Increasing \(\beta\) above 1 pushes the encoder distributions closer to \(\mathcal{N}(0, I)\), smoothing the latent space at the expense of reconstruction accuracy.

6. Diffusion Models: Controlled Destruction

A Different Philosophy

VAEs learn generation by compressing data into a structured latent space. Diffusion models take an entirely different approach: they learn generation by learning to undo corruption.

The core idea is disarmingly simple. Take a clean protein structure (or embedding), corrupt it step by step with Gaussian noise until nothing recognizable remains, and then train a neural network to reverse each corruption step.

The diffusion forward process: a clean signal (left, t=0) is progressively corrupted by adding Gaussian noise at each step. By t=1.0 (right), the original structure is completely destroyed — only noise remains. The reverse process (trained neural network) learns to undo each step, generating clean data from pure noise.

Once trained, the network can start from pure noise and iteratively sculpt it into a realistic protein.

The intuition is that denoising is easier than generating from scratch.
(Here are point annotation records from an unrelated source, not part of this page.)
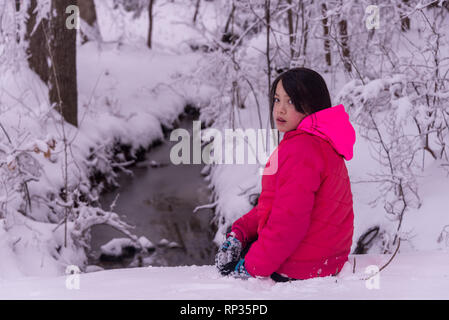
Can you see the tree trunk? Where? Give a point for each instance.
(37, 50)
(88, 13)
(327, 44)
(150, 26)
(52, 55)
(292, 35)
(63, 74)
(343, 30)
(197, 9)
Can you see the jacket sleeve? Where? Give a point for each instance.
(245, 228)
(299, 178)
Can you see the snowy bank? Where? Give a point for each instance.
(409, 276)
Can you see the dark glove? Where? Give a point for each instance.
(240, 270)
(228, 255)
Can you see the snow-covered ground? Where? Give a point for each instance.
(126, 92)
(423, 275)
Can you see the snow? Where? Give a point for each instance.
(126, 92)
(421, 275)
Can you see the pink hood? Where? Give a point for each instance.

If someone shows you a slightly blurry photograph and asks you to sharpen it, that task is far easier than painting a photorealistic image from a blank canvas. Diffusion models decompose the hard problem of generation into many small, manageable denoising steps.
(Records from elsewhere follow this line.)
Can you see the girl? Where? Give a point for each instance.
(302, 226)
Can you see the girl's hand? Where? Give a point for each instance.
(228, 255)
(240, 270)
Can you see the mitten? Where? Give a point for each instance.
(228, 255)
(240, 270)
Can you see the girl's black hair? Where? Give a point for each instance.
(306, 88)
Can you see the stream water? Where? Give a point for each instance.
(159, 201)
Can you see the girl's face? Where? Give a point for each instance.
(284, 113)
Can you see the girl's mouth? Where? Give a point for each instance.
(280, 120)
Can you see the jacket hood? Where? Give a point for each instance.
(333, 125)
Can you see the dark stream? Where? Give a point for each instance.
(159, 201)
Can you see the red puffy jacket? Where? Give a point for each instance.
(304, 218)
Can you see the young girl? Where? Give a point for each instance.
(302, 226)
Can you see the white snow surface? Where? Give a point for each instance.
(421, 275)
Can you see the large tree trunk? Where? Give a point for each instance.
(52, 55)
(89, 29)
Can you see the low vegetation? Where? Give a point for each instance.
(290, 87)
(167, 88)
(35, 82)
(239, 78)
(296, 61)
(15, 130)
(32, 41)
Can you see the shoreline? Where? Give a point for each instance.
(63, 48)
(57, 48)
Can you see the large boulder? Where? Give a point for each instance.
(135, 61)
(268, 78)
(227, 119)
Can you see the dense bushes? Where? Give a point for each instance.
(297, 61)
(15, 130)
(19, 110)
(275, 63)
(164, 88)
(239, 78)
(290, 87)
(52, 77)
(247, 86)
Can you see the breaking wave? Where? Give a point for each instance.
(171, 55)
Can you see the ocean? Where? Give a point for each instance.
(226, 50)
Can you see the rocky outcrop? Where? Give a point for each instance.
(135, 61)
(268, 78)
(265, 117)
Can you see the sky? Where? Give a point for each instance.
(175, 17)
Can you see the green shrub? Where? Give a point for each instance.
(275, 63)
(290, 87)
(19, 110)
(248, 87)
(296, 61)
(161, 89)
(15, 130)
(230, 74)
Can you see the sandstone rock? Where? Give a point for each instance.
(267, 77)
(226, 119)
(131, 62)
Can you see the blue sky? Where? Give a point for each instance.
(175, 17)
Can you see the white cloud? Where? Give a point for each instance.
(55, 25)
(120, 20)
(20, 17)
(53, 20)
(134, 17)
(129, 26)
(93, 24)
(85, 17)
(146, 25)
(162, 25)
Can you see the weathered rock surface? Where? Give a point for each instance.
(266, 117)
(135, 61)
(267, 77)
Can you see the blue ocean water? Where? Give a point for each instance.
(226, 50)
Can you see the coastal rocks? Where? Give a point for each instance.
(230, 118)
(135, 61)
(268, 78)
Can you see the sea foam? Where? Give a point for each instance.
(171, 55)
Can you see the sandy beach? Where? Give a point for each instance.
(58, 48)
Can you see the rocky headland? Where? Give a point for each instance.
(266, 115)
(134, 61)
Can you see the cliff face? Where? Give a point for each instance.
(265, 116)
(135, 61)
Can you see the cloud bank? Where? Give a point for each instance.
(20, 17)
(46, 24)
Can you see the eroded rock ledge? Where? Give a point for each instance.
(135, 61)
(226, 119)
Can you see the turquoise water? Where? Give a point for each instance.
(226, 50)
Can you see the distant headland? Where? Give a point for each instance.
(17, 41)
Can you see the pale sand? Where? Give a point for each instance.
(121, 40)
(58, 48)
To ground this in protein science: imagine taking the 3D coordinates of a protein backbone and jittering every atom by a tiny random displacement. The resulting structure is still recognizable. A neural network that has seen many proteins could plausibly predict the original atom positions from this lightly perturbed version. Now repeat the corruption many times, adding more noise at each stage. Eventually the coordinates become indistinguishable from random points in space. But if the network can reverse each individual step—going from “slightly more noisy” to “slightly less noisy”—then chaining all the reverse steps together recovers a clean protein from pure noise.
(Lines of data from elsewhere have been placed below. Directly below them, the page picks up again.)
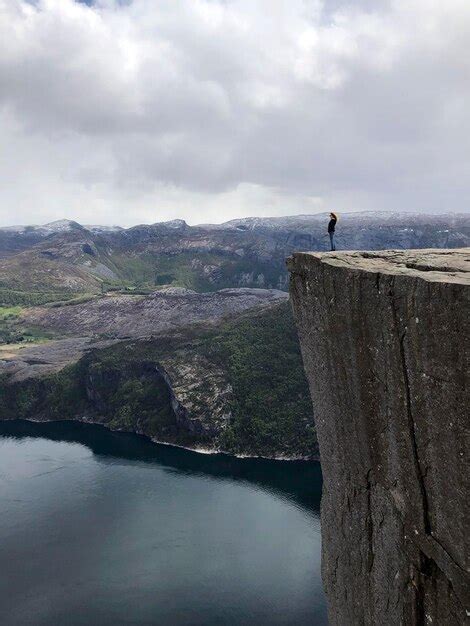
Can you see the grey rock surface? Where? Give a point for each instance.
(385, 343)
(167, 309)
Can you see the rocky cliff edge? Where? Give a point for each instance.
(385, 343)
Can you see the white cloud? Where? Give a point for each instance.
(208, 109)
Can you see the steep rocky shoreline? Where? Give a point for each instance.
(385, 342)
(229, 384)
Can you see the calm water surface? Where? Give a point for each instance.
(108, 528)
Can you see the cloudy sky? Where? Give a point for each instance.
(129, 111)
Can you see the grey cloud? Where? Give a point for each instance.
(127, 106)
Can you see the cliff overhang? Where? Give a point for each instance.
(385, 343)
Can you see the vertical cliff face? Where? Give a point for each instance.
(385, 343)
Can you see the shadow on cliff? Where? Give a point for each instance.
(298, 481)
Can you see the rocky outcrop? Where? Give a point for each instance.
(164, 310)
(385, 343)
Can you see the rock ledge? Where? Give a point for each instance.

The Forward Process: Adding Noise

Denoising Diffusion Probabilistic Model (DDPM). Top: the forward process gradually adds Gaussian noise to data until the structure is destroyed. Bottom: the learned reverse process iteratively denoises, recovering structured data from random noise. Adapted from Ho et al., 2020.

Let \(x_0\) denote a clean data point—say, the 3D coordinates of a protein backbone or a continuous embedding of a sequence. The forward process produces a sequence of increasingly noisy versions \(x_1, x_2, \ldots, x_T\) by adding Gaussian noise at each step:

\[q(x_t \mid x_{t-1}) = \mathcal{N}\!\bigl(x_t;\; \sqrt{1 - \beta_t}\, x_{t-1},\; \beta_t I\bigr)\]

Here \(\beta_t \in (0, 1)\) is a scalar controlling how much noise is added at step \(t\), and \(T\) is the total number of steps (typically 1000). The collection \(\{\beta_1, \beta_2, \ldots, \beta_T\}\) is called the noise schedule. It usually starts small (gentle corruption early on) and increases over time (aggressive corruption later).

A linear noise schedule over 1000 timesteps. β_t (noise variance per step) increases linearly. √ᾱ_t (signal coefficient) decays from 1 to near 0 — the clean signal is gradually destroyed. √(1−ᾱ_t) (noise coefficient) grows from 0 to 1 — by t=T, the data is pure noise.

A key mathematical property eliminates the need to apply noise sequentially. Define \(\alpha_t = 1 - \beta_t\) and \(\bar{\alpha}_t = \prod_{s=1}^{t} \alpha_s\) (the cumulative product). Then we can jump directly from \(x_0\) to any \(x_t\):

\[q(x_t \mid x_0) = \mathcal{N}\!\bigl(x_t;\; \sqrt{\bar{\alpha}_t}\, x_0,\; (1 - \bar{\alpha}_t) I\bigr)\]

Equivalently:

\[x_t = \sqrt{\bar{\alpha}_t}\, x_0 + \sqrt{1 - \bar{\alpha}_t}\, \epsilon, \quad \epsilon \sim \mathcal{N}(0, I)\]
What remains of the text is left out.